# overnight calais



## coolair (Sep 5, 2006)

Hi i'm getting a late ferry to calais on the 17th january does any one 
know of a place to park up for a night sleep before i continue my journey
into belgium.


keith.


----------



## sprokit (May 1, 2005)

> Keith wrote:
> Hi i'm getting a late ferry to calais on the 17th january does any one know of a place to park up for a night sleep before i continue my journey into belgium.


Hi Keith
There's the 'aire' at Calais alongside the ferry terminal - but means driving into Calais to get to it - http://tinyurl.com/wdg43 - or as it's on the way to Belgium - the Auchan car park at Dunkerque - http://tinyurl.com/yle6rv - I've used both.

The 'aire' at Calais is supposed to be 6 euro per night, but I've just come back from a visit and parked there twice (out and home) and not been charged.

There's a height barrier at the Dunkerque Auchan - ignore it, it's only on the 'in' side of the road - drive on the 'wrong' side and bypass it. It's also a handy place to get your bits and pieces and fuel up in the morning.

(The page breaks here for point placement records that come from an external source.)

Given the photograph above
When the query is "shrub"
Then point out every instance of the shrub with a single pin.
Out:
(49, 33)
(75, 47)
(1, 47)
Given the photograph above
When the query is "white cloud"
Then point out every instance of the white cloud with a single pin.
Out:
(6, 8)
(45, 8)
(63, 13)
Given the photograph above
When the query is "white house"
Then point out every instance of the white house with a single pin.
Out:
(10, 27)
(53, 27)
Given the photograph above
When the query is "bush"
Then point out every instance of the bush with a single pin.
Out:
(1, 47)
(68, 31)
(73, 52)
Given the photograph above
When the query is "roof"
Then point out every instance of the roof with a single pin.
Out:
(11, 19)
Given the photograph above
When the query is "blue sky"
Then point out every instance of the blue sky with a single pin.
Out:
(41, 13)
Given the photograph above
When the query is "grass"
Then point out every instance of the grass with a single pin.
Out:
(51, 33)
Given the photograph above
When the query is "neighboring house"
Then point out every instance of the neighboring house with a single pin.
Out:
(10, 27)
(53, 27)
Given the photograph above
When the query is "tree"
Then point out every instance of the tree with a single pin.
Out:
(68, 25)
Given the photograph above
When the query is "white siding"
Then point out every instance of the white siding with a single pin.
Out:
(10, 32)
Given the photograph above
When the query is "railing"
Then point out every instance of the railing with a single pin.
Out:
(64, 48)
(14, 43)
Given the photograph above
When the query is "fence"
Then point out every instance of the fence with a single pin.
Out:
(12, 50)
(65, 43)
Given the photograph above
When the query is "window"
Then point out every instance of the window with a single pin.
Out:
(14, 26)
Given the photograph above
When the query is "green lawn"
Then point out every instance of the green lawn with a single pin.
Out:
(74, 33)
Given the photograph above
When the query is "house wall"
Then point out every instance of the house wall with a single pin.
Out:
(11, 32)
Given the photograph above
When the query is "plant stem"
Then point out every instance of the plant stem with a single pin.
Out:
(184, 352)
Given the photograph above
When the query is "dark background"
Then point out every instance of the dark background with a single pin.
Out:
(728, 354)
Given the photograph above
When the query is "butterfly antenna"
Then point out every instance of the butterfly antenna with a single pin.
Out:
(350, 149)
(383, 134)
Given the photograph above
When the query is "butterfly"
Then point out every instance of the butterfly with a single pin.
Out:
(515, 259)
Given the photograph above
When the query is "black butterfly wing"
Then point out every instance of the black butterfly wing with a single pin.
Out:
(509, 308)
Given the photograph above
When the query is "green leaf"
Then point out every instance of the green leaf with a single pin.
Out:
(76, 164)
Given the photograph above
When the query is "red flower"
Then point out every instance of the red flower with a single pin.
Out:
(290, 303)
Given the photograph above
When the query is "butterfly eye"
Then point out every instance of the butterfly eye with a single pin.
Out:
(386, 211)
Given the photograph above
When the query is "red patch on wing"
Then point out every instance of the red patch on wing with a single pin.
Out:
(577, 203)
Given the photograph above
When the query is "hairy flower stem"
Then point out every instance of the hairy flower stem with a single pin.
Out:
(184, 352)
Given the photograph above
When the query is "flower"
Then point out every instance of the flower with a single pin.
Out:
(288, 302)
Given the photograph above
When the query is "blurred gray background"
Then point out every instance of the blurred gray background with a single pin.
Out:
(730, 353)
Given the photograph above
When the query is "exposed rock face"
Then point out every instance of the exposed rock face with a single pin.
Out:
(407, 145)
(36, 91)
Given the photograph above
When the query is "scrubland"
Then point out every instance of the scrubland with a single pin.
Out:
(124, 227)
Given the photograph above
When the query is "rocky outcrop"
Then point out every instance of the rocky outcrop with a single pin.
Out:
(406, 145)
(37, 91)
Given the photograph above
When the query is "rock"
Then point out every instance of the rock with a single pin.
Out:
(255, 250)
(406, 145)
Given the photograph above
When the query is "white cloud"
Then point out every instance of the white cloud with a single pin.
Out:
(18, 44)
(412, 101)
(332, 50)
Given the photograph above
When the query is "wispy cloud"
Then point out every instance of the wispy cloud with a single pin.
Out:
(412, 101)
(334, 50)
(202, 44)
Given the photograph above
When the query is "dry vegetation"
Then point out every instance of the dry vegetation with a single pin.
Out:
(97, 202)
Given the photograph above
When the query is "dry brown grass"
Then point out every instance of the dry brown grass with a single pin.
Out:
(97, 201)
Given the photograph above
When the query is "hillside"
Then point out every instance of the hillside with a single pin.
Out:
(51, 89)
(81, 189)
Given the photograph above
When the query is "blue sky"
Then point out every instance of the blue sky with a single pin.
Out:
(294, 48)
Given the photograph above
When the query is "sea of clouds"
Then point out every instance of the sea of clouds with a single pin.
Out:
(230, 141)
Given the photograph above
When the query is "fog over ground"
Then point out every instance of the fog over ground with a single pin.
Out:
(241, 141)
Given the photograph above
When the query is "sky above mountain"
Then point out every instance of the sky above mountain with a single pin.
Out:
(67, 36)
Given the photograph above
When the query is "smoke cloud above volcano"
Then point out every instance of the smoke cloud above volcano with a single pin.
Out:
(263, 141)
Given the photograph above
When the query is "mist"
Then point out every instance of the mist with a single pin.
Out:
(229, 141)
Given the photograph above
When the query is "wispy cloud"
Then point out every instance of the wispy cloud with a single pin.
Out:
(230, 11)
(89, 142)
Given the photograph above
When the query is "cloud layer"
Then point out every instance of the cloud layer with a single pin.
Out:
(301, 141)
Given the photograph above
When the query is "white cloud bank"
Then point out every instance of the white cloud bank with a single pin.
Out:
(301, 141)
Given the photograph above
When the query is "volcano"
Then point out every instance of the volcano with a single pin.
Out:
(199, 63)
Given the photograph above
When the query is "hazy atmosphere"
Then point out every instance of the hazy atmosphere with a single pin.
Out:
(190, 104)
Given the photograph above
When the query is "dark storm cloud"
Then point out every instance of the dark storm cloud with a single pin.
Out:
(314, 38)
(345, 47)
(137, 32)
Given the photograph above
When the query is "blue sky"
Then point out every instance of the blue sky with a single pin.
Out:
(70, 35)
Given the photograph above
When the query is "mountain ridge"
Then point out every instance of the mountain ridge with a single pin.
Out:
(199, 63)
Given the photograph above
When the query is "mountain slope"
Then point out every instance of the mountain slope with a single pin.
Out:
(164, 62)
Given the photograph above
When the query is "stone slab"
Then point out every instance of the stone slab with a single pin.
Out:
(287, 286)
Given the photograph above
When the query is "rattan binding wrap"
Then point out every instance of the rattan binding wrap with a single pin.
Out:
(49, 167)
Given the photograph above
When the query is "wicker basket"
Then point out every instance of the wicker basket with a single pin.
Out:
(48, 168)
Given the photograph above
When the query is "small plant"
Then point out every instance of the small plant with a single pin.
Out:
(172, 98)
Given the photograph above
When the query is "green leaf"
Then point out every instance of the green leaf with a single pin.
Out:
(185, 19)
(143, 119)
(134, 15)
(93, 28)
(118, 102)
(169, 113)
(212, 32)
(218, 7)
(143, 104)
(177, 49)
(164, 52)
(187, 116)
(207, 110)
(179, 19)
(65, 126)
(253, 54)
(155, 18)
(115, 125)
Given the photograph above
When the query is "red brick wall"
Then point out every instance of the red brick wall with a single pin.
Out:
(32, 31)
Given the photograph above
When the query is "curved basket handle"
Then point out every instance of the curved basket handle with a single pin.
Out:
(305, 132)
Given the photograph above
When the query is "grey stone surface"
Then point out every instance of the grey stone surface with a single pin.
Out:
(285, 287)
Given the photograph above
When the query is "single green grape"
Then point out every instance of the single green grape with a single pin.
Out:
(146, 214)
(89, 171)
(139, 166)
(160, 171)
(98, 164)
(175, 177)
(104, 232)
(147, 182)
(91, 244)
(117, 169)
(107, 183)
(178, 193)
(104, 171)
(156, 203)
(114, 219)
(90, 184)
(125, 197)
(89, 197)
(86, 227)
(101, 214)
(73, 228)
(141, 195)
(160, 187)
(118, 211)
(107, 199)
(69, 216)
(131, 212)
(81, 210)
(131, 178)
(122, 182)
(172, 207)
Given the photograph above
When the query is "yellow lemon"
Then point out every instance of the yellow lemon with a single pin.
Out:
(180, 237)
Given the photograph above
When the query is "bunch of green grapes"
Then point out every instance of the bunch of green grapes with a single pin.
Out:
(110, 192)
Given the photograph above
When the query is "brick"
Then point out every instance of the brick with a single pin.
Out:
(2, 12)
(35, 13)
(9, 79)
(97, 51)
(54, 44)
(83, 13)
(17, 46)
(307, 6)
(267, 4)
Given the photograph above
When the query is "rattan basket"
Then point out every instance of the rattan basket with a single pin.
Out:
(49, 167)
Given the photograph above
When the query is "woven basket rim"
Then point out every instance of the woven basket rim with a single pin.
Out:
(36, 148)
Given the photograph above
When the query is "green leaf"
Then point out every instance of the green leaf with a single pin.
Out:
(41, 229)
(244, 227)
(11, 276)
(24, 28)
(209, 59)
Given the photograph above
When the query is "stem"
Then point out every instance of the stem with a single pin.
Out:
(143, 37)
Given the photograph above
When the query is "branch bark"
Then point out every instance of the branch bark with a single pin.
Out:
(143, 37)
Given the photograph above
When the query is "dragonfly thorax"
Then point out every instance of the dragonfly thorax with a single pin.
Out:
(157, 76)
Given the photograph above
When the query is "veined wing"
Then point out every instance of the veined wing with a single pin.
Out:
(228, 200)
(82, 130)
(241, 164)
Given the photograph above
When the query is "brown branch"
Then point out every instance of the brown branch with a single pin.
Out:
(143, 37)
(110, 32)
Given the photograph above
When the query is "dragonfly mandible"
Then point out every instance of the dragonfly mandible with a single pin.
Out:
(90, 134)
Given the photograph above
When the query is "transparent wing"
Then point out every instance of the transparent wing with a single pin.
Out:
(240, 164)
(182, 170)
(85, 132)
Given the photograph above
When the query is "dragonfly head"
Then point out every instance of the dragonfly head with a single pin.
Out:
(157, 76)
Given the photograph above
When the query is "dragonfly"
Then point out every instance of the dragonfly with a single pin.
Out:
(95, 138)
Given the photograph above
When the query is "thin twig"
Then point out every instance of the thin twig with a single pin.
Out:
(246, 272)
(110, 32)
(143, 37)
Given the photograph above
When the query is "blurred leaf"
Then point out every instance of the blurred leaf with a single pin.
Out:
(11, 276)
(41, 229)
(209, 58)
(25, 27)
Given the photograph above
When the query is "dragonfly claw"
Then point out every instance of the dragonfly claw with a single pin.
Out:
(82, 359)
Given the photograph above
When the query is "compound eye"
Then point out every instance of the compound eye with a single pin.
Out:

Have fun and enjoy yourself.

Keith S


----------



## Texas (May 9, 2005)

Hello Keith, when you get off the ferry on the French side you will pass a huge car park on your left (it is where the ticket portacabins are) turn in and park up...you will see a lot of other motorhome/campervans doing the same thing. There are plenty of spaces, very secure, and ideal for a short stop-over, it is patrolled 24 hrs a day. We stay here every time time we go to France. Enjoy your holiday. 

Texas


----------



## CLS (Jul 25, 2005)

I spent a night at the Calais site at the end of November and was,nt charged for it, was told by another motorhomer that they only come round and charge when it,s in season. You can still empty your waste and tiolet there and take on water but the tiolets and showers are closed up. Only a 10 minute stroll into Calais itself plenty of places to eat and drink there...... :lol: 

Cheers Mark


----------



## coolair (Sep 5, 2006)

cheers guys i will look to see whats the best option for me.

keith.


----------



## coolair (Sep 5, 2006)

Hi keith is the place at auchan just the car park for the hyper market

cheers keith


----------